Given the application, preventing galling is critical to avoid hydraulic system failure.

• Appropriate seal material: 304, 316 and Duplex stainless steel alloys are not standard materials for this application due to its galling risk. Hydraulic rod seals are typically made from softer, low-friction metals less prone to work-hardening, including brass, bronze, 400-series and 303 Stainless Steel. These materials are engineered specifically to slide smoothly against a chrome rod with minimal risk of wear or galling.

• Use surface treatments on the seal: If a metal-on-metal sliding surface is unavoidable, other surface treatments can be applied to the stainless steel to reduce friction and wear. This could include specialized coatings or proprietary surface-hardening processes.

• Ensure optimal surface finishes: Both the seal surface and the hydraulic rod's finish must be specified correctly. A surface that is too smooth can increase adhesion, while one that is too rough will increase friction. The specific roughness (Ra) needs to be carefully controlled to work with the seal and lubricant.

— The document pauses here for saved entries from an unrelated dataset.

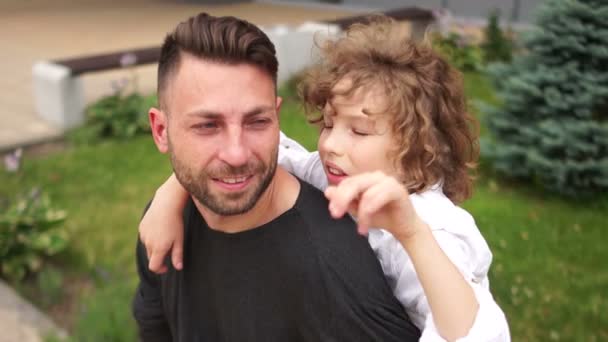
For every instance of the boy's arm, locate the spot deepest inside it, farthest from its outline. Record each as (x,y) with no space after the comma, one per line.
(147,304)
(305,165)
(489,322)
(378,200)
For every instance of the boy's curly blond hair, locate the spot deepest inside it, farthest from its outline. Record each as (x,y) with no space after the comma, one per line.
(436,137)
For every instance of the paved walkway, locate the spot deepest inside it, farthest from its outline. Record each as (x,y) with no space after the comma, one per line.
(35,30)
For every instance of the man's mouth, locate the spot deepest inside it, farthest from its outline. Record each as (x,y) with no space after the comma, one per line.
(233,183)
(233,180)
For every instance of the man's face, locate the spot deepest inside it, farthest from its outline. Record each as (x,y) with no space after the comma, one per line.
(223,133)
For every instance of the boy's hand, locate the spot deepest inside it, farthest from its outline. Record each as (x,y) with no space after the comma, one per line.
(161,229)
(376,200)
(159,240)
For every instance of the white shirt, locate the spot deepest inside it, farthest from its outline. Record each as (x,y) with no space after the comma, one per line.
(455,232)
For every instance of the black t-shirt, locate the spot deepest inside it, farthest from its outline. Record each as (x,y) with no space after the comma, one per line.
(302,277)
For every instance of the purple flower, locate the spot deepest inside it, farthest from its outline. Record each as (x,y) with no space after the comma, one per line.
(128,59)
(12,161)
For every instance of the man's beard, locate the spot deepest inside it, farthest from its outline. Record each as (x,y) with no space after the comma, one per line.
(236,203)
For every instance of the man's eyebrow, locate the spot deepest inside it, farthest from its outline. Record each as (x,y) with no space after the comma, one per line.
(209,114)
(204,113)
(258,110)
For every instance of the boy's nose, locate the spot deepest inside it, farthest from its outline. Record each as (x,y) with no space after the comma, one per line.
(331,143)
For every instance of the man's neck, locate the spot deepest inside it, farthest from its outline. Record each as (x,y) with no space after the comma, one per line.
(280,196)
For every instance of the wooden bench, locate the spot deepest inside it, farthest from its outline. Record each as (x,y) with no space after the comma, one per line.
(58,89)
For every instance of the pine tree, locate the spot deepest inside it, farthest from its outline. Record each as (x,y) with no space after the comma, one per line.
(552,126)
(497,46)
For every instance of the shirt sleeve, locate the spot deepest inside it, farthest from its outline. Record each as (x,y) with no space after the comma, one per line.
(462,242)
(305,165)
(147,304)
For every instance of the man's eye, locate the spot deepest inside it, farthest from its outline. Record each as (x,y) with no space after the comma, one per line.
(259,123)
(206,127)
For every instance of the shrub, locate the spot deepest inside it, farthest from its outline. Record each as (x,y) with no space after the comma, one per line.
(458,50)
(497,46)
(552,127)
(29,231)
(118,115)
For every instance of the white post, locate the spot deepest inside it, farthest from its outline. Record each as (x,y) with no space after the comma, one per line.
(58,96)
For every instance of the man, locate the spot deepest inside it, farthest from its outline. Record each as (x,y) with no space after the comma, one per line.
(264,261)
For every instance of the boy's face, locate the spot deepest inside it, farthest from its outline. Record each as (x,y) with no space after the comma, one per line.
(353,140)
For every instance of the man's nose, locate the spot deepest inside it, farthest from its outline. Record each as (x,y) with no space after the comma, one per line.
(235,151)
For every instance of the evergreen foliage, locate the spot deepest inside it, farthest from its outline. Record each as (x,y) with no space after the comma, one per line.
(497,46)
(552,126)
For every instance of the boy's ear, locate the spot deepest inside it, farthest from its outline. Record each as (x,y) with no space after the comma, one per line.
(158,125)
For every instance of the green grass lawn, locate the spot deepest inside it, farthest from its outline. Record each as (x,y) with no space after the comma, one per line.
(549,272)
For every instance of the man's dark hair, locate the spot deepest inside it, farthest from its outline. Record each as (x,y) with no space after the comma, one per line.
(218,39)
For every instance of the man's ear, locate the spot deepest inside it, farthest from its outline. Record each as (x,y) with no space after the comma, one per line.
(158,125)
(278,106)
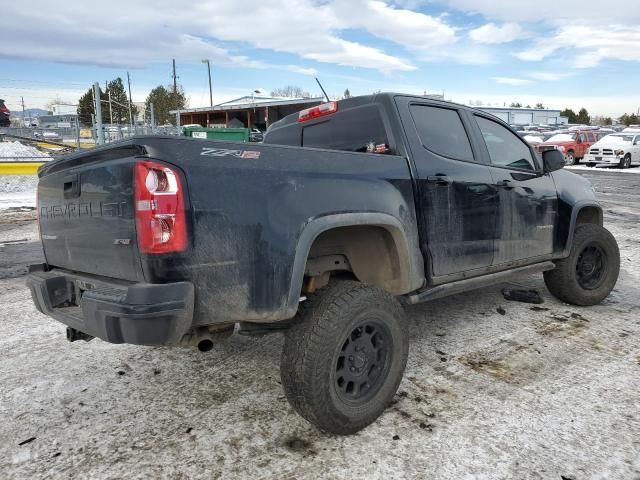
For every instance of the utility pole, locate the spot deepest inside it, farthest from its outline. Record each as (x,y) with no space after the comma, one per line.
(153,116)
(175,83)
(130,112)
(210,90)
(175,93)
(110,108)
(96,95)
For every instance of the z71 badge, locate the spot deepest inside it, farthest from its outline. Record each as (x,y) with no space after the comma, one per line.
(223,152)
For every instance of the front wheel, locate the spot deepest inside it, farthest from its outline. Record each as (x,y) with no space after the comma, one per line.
(344,357)
(589,273)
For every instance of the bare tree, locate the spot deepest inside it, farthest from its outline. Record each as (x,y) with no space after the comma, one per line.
(290,91)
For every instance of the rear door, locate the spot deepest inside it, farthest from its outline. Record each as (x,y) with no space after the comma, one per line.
(87,218)
(635,150)
(526,197)
(454,189)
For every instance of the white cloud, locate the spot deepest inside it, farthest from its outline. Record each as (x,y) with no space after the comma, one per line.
(512,81)
(557,11)
(550,76)
(152,31)
(588,44)
(493,34)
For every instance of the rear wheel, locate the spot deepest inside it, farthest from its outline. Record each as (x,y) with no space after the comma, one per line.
(344,357)
(626,161)
(589,273)
(570,158)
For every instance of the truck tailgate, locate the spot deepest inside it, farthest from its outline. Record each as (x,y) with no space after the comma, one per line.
(87,218)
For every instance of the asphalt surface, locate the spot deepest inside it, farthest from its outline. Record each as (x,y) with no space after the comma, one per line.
(493,389)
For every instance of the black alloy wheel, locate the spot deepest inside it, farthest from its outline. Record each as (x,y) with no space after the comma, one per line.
(363,362)
(591,267)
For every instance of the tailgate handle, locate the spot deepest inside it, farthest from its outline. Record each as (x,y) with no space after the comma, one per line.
(71,186)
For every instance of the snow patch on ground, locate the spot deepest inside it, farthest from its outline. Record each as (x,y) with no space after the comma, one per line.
(19,190)
(619,170)
(17,152)
(25,198)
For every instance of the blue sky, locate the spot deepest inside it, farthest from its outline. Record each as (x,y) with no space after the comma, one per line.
(564,54)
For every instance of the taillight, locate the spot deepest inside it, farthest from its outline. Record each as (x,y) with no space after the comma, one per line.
(159,202)
(317,111)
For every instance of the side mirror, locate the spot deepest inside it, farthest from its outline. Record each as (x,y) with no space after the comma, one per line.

Materials with reduced potential to work-harden.

The addition of sulfur to 400-series and 303 stainless steel reduces friction and the risk of galling by promoting the formation of manganese sulfide (MnS) inclusions. During contact with a hardened chrome hydraulic rod, these inclusions act as a lubricant and break away from the surface, preventing the adhesion that causes galling. 

How sulfur prevents galling

Galling is a form of adhesive wear that occurs when two sliding metal surfaces seize or cold-weld together under pressure. Stainless steel is particularly susceptible to galling because its protective oxide layer can be broken by the compressive force of contact, exposing the reactive metal beneath. 

The sulfur in 303 stainless steel creates microscopic "stress risers" that prevent this material transfer from happening. 

1. Creation of manganese sulfide inclusions: Sulfur has a high affinity for manganese, and the two elements combine to form manganese sulfide (MnS) inclusions during steel production.

2. Chip-breaking effect: During sliding contact, these relatively soft MnS inclusions act as built-in chip-breakers. They create sites where small, brittle fragments of the stainless steel can break away, allowing for cleaner separation of the two surfaces.

3. Lubrication: The MnS inclusions and the small chips that break away act as a solid lubricant between the two sliding surfaces. This lubricating effect reduces both friction and the buildup of heat, which is a major trigger for galling.

4. Prevents cold welding: By interrupting the metal-to-metal contact, the MnS inclusions prevent the cohesive, high-energy bonds from forming between the stainless steel seal and the hardened chrome rod. 

Trade-offs of using 303 Stainless Steel

While the addition of sulfur is highly effective for improving wear characteristics in sliding applications, it comes with a few trade-offs. 

• Reduced corrosion resistance: The MnS inclusions create microscopic weak points in the steel's passive chromium oxide layer, making it more susceptible to localized corrosion.

• Lower ductility and toughness: Sulfur slightly reduces the steel's ductility and impact resistance, meaning it's not ideal for applications that require high strength and toughness.